Meinem Eindruck nach, gibt es bei H&A noch EINIGES zu tun. - Manches rausschmeißen, anderes ausarbeiten, und generell eine EINHEITLICHE Granularitätsebene erreichen, die auch noch im von Risus unterstützten Bereich liegen muß.

Man merkt, daß schon VIEL Arbeit in H&A geflossen ist. - Ich bin ZUVERSICHTLICH, daß mit noch etwas mehr Arbeit das Ganze auch tatsächlich eher den eigenen, geäußerten Ansprüchen genügen können wird (sonst hätte ich auch was anderes geschrieben).

Soviel zu meinem Feedback (das mich jetzt doch außer der Lesezeit satte vier Stunden gekostet hat - wo ich doch noch jede Menge andere TODOs habe *seufz*). - Mal sehen, was andere so über H&A an Feedback geben werden.
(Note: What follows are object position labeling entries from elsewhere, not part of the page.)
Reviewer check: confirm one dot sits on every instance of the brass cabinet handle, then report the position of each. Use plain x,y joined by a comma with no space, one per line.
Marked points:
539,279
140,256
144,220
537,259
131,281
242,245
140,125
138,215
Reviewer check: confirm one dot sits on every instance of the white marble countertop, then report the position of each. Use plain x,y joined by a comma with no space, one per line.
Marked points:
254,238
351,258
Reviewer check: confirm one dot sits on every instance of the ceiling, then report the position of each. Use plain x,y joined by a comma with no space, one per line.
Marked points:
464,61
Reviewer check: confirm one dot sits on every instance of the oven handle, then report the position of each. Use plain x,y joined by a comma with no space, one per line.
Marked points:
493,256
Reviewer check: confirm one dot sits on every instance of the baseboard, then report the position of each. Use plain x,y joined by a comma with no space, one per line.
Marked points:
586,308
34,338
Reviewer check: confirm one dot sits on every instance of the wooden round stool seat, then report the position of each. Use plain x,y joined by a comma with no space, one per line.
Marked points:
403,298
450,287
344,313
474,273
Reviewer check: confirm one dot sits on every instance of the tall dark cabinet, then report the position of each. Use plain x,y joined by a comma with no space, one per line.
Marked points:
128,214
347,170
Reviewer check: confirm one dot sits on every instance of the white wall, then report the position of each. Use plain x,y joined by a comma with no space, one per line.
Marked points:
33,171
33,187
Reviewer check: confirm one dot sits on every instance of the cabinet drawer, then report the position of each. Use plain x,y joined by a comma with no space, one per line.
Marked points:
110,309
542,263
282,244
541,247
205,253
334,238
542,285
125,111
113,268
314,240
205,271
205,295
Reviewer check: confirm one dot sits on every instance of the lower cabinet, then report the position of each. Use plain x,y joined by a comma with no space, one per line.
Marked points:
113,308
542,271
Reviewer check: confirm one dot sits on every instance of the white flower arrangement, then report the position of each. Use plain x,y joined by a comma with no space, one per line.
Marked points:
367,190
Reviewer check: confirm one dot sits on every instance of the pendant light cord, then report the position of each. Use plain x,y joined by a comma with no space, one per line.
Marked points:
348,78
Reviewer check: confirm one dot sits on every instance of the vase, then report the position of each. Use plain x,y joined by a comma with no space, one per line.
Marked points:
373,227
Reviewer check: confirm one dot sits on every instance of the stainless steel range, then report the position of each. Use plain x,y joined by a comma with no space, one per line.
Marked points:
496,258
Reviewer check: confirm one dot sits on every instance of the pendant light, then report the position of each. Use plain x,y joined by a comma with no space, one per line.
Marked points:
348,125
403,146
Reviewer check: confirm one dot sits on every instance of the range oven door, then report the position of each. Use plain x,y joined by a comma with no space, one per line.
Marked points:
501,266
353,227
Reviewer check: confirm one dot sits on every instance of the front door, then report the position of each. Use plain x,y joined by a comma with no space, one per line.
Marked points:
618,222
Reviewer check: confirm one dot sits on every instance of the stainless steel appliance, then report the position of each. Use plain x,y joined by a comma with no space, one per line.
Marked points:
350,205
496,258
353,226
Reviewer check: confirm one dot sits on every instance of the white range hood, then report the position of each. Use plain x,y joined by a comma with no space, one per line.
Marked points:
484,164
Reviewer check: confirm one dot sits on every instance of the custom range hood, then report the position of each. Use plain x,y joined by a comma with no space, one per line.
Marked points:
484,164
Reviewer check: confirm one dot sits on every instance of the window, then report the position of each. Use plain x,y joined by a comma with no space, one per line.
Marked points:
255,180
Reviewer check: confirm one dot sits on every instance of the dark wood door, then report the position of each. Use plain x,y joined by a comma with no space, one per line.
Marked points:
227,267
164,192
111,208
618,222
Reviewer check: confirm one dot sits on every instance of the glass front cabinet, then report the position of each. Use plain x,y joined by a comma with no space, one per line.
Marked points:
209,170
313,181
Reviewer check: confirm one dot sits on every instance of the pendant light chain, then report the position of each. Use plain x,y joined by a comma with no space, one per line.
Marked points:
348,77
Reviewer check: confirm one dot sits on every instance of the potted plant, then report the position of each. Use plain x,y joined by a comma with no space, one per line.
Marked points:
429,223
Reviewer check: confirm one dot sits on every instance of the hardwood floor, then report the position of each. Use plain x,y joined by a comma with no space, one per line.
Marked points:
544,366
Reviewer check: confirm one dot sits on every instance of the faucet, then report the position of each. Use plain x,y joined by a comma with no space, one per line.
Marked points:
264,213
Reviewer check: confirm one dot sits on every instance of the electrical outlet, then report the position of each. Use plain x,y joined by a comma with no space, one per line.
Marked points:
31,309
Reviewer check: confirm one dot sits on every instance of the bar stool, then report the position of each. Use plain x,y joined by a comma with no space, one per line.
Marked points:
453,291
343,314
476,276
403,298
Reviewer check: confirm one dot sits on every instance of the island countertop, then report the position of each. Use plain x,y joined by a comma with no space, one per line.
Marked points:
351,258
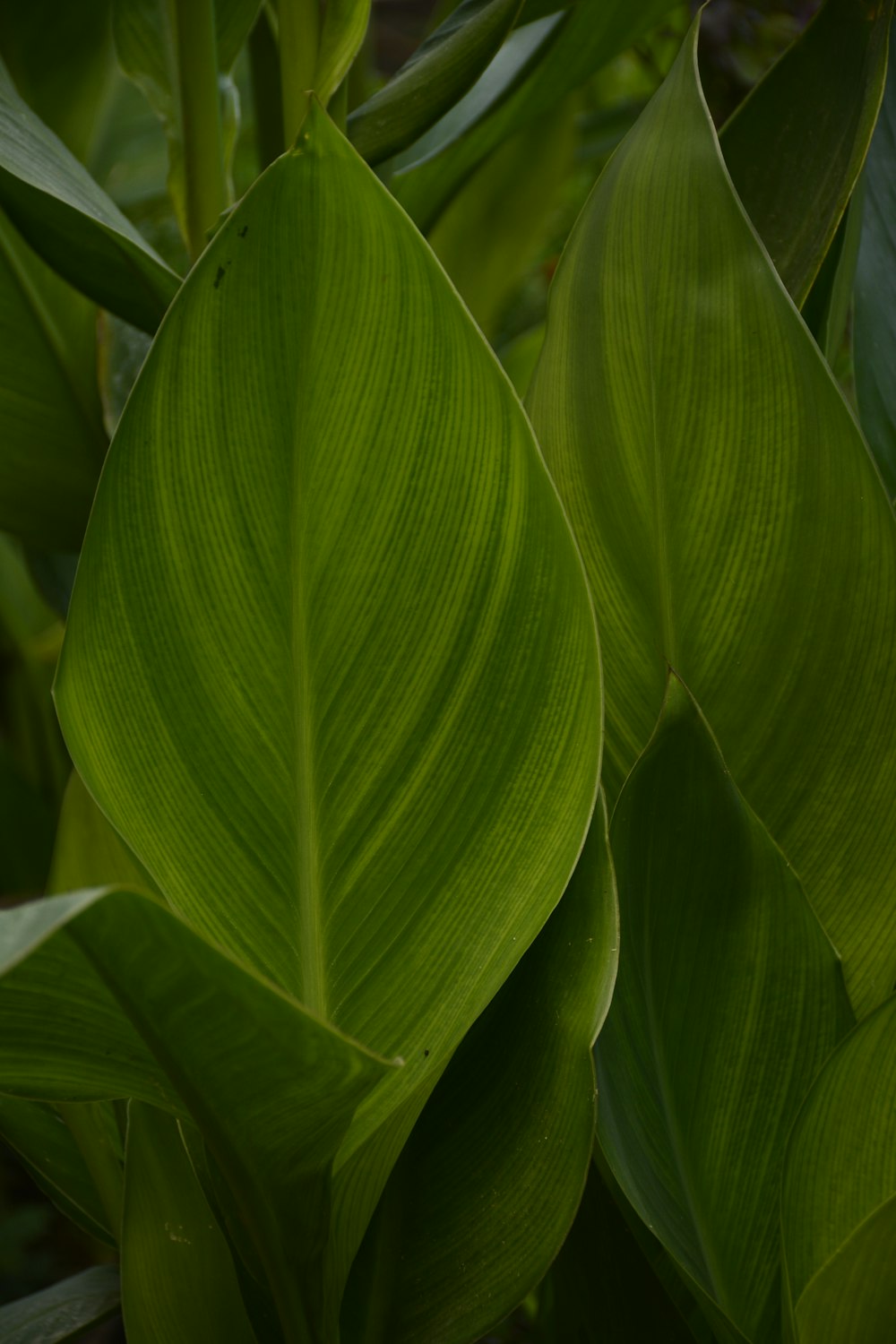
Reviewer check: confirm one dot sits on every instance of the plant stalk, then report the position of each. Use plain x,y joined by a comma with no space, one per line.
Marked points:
300,35
194,22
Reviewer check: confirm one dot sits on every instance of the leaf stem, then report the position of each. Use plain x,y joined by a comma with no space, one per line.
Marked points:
300,35
194,22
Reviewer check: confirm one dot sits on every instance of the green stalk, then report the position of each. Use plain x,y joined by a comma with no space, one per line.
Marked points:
194,22
99,1159
300,35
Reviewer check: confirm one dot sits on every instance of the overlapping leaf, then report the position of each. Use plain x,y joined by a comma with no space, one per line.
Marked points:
731,521
874,314
797,144
839,1202
346,707
72,222
728,1000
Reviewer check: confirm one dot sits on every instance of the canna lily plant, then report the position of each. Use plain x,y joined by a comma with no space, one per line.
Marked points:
454,863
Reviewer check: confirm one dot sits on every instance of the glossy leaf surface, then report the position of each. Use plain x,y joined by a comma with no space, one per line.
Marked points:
728,1000
797,144
489,1182
433,81
731,521
839,1202
573,50
177,1281
358,683
874,311
62,1312
72,222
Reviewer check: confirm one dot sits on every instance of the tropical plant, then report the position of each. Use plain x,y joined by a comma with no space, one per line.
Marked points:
445,762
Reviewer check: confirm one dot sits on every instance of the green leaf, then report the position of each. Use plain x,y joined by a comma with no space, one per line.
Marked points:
874,312
495,228
109,995
797,144
346,709
567,53
62,1312
731,521
504,1144
177,1281
839,1201
728,1000
51,435
72,222
435,80
45,1144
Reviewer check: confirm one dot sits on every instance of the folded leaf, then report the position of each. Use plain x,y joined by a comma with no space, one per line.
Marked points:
177,1281
62,1312
504,1144
346,706
433,81
729,518
797,144
839,1201
874,312
72,222
728,1000
571,50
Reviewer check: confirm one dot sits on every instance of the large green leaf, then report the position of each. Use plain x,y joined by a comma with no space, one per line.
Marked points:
435,77
72,222
110,995
177,1281
504,1144
874,312
51,435
728,1000
62,1312
797,144
731,521
346,706
570,51
839,1202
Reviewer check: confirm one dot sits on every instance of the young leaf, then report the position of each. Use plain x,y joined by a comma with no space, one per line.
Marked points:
62,1312
72,222
504,1144
177,1281
731,521
797,144
346,704
433,81
839,1202
728,1000
874,312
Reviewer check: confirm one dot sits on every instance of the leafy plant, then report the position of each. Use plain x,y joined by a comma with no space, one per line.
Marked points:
444,761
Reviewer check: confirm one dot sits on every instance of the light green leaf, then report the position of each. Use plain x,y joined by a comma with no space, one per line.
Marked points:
728,1000
109,995
731,521
62,1312
874,312
570,51
72,222
839,1202
346,709
177,1281
433,81
797,144
51,437
45,1144
492,231
504,1144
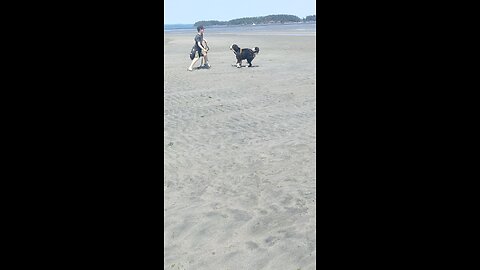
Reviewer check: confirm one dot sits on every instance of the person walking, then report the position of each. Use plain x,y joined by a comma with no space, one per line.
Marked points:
201,49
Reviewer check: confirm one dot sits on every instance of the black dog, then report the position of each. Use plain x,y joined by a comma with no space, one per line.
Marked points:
242,54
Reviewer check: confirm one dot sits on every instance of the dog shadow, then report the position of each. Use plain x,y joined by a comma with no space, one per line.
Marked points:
234,65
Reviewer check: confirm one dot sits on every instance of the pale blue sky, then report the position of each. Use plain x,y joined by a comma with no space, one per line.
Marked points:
190,11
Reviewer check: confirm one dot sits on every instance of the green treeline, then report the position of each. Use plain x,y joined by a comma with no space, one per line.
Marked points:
282,18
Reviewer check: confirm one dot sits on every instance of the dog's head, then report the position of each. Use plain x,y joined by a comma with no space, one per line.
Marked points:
235,48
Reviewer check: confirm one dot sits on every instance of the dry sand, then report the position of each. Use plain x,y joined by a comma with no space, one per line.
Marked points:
239,154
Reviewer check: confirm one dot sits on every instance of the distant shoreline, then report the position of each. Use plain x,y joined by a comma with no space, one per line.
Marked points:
192,26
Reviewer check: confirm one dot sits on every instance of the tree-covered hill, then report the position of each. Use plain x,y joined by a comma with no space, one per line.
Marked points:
282,18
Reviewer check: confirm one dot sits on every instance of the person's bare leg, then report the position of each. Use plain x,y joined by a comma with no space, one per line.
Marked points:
205,61
193,63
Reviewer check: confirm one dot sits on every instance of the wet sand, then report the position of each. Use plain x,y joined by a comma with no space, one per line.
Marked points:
239,153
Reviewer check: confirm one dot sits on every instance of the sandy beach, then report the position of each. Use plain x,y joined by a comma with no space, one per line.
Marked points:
240,152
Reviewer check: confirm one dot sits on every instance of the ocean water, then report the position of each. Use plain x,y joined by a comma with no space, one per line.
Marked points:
283,29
Gibt es eigentlich schon irgendwo schriftliches Feedback von SPIELRUNDEN, die solche Regeln wie die fehlenden Heilungsregeln oder die Beleuchtungsregeln mal in der PRAXIS erprobt haben?
 
AW: [Old School] Helden & Abenteuer kostenlos zum Download

... ungefähr das meinte ich bei meinem Blog-Eintrag zum System mit - "Ich bin mal gespannt ob und wie es funktioniert." Meine Fomulierung ist nur etwas knapper.

Daher hoffe ich immer noch, dass auf der RPC Zeit für ein Ründchen ist.